Expanding Medicaid as outlined in Proposition 3 would allow those in the coverage gap now to receive needed health care, introduce jobs and provide relief to the state’s addicted and homeless population. It’s worthy of Utahns’ support.
There is truth in the adage “If you don’t have your health, you don’t have anything.” Those who are not healthy cannot work. Those who cannot work do not have health insurance to cover medical costs to get them healthy. The result is a coverage gap where those who could work are unable, often sending them into a spiral of financial and health problems. Those without health care live in fear of even the most basic injuries or illness, knowing it would come at great cost — not just to their wallets, but to their lifestyle and work eligibility.
A small sales tax increase of 0.15 percent, equivalent to an extra penny on a movie ticket, is a fair price to pay to allow at least 150,000 currently in this gap to get the health care they need and be eligible for work again. Expanding Medicaid coverage does not perpetuate living on welfare; it provides a way out by opening the door to finding work and health insurance. Proposition 3 promotes self-reliance by getting people on their feet and able to provide for themselves.
By using the sales tax increase to cover Utah’s portion of the costs of expansion, the state unlocks $800 million in federal money designed for providing coverage for those in need. This opens resources to assist the addicted and homeless. Those in the coverage gap will no longer worry about finding aid through free clinics or charities, which can't cover all the needs.

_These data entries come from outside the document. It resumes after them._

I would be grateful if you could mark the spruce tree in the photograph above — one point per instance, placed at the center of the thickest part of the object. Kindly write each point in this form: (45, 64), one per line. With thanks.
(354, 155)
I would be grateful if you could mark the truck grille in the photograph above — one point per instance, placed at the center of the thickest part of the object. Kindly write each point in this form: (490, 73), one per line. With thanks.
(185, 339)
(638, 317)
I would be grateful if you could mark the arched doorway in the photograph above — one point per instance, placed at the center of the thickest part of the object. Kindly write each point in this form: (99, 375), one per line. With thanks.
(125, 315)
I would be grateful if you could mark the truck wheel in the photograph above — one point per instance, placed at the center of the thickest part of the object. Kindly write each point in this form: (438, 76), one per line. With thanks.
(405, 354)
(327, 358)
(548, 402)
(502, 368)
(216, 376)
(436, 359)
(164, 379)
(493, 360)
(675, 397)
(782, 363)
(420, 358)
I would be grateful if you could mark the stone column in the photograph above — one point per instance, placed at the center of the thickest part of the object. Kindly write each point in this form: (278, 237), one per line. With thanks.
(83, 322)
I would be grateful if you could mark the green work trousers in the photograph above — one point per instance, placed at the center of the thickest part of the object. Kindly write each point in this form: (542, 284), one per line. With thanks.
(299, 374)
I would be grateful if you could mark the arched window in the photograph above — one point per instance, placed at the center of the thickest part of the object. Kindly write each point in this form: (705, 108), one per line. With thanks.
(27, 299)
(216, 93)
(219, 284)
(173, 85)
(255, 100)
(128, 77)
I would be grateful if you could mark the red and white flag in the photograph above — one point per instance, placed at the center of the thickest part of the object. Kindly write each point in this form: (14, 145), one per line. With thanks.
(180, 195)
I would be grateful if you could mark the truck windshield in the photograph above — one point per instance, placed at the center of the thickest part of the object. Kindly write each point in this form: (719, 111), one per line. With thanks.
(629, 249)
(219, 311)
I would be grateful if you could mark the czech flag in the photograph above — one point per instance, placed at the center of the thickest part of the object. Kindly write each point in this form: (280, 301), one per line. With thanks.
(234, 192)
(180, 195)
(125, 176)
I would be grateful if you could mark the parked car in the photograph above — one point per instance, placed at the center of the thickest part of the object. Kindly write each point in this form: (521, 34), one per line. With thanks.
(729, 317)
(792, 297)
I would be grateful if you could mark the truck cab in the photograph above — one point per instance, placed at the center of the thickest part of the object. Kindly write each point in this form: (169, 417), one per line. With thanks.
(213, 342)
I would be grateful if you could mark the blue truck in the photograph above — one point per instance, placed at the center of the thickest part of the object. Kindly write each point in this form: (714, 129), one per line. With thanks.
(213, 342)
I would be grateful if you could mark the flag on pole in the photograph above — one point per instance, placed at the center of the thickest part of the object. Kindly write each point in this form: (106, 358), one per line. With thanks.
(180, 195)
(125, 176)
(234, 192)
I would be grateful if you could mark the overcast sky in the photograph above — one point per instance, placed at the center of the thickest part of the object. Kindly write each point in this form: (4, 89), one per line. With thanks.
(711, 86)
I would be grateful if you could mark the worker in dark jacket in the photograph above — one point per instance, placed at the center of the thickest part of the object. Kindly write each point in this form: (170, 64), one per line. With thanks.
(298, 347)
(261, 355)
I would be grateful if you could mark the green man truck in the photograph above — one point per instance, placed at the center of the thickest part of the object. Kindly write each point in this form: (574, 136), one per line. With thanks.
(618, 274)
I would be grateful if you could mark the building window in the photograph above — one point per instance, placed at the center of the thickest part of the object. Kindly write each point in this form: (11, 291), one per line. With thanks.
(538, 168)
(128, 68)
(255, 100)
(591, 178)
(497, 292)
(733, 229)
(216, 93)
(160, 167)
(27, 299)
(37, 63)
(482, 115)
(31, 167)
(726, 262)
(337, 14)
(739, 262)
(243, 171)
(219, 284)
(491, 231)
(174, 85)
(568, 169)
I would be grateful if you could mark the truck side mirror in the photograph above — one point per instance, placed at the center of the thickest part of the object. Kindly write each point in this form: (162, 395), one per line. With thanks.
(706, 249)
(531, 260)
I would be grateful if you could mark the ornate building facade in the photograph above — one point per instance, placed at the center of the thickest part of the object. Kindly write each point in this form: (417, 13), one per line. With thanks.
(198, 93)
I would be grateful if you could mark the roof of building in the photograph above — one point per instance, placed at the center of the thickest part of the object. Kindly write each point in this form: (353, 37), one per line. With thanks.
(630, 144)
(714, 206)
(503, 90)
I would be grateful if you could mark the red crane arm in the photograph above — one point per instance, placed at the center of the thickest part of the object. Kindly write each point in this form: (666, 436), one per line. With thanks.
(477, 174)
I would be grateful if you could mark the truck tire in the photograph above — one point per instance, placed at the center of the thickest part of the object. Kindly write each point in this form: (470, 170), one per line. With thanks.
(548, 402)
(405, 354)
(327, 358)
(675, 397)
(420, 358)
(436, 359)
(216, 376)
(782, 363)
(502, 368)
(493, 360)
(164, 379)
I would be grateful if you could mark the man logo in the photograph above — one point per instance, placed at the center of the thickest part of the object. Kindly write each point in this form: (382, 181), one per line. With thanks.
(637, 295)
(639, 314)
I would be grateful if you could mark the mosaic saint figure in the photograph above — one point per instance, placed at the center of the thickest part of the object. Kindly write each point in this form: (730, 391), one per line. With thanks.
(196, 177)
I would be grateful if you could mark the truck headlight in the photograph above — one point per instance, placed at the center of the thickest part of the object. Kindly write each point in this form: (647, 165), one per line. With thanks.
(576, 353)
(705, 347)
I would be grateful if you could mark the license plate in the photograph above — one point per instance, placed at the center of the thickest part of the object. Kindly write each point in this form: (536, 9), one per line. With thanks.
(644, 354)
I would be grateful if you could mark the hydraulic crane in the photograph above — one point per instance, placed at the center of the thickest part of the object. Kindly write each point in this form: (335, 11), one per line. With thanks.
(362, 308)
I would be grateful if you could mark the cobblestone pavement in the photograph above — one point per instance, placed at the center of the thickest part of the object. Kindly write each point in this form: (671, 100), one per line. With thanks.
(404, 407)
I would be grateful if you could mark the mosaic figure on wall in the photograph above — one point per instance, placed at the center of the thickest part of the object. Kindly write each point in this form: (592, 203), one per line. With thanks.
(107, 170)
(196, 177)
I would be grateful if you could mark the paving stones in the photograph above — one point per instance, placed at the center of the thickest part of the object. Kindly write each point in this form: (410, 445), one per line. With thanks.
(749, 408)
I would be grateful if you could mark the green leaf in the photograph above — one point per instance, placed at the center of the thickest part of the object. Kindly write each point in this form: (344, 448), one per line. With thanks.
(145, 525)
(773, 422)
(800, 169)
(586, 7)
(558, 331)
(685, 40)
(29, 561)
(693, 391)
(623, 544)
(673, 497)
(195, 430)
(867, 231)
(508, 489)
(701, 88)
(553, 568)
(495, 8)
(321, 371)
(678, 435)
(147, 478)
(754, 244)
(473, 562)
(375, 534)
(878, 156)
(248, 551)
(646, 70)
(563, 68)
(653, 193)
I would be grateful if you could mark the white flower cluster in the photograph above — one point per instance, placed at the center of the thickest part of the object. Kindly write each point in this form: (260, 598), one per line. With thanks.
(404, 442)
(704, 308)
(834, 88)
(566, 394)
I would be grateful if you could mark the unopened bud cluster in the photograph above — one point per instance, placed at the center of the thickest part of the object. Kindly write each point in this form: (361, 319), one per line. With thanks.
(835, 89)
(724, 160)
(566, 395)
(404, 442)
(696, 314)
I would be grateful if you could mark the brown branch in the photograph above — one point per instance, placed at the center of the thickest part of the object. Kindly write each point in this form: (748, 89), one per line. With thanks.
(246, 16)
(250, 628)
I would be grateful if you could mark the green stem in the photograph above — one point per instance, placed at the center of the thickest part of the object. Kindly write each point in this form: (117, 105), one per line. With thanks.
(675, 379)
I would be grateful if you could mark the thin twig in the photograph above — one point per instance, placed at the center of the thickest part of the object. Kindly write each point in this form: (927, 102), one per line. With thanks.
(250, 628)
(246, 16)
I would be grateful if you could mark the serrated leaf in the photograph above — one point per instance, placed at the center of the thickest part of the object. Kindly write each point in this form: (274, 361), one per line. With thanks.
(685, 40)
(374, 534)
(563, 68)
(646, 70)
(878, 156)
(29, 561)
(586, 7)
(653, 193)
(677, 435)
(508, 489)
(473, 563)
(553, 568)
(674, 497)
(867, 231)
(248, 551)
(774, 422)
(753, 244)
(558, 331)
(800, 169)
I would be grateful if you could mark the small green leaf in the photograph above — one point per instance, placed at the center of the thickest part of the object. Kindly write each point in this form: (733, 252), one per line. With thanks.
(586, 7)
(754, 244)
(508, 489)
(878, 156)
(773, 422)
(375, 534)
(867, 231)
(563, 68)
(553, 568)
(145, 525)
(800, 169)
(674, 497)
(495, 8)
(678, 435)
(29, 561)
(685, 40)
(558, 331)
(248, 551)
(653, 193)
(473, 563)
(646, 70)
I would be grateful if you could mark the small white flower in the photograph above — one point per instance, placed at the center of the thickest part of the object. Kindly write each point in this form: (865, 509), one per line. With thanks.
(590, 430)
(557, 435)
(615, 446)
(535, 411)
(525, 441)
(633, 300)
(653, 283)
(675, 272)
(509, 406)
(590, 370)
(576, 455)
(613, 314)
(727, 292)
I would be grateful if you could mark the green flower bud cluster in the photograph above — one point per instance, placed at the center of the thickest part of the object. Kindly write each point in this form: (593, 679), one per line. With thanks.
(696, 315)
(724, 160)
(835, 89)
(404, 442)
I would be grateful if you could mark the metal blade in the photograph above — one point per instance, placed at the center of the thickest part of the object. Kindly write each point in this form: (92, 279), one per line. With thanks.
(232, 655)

We previously endorsed the Medicaid waiver and find this expansion comparable in the way it would expand treatment options for those who are in and out of homelessness as a result of addiction.
Results from the other 33 states that have expanded Medicaid show a promising outlook. Passing Proposition 3 is estimated to create 14,000 jobs across multiple industries and grow the economy by an estimated $1.7 billion, according to the Utah Healthy Policy Project. In this way, Proposition 3 benefits all of Utah, not just those in need of health care.
Opposition to Medicaid expansion claims demand for enrollment would outpace projections, burdening state budgets with unexpected deficits. In March, however, the Brookings Institution offered a comprehensive analysis of states that accepted Medicaid expansion and found the cost of enrollment has not significantly impacted budgets. The cost of expansion has been largely offset by the decrease of expenditures in other state-funded programs.
Getting Utahns healthy would free up resources and allow help where it is needed. A healthy Utah means more people will be able to work, get off Medicaid and provide for themselves and their families.
The impact is clear: A healthier Utah is a better Utah.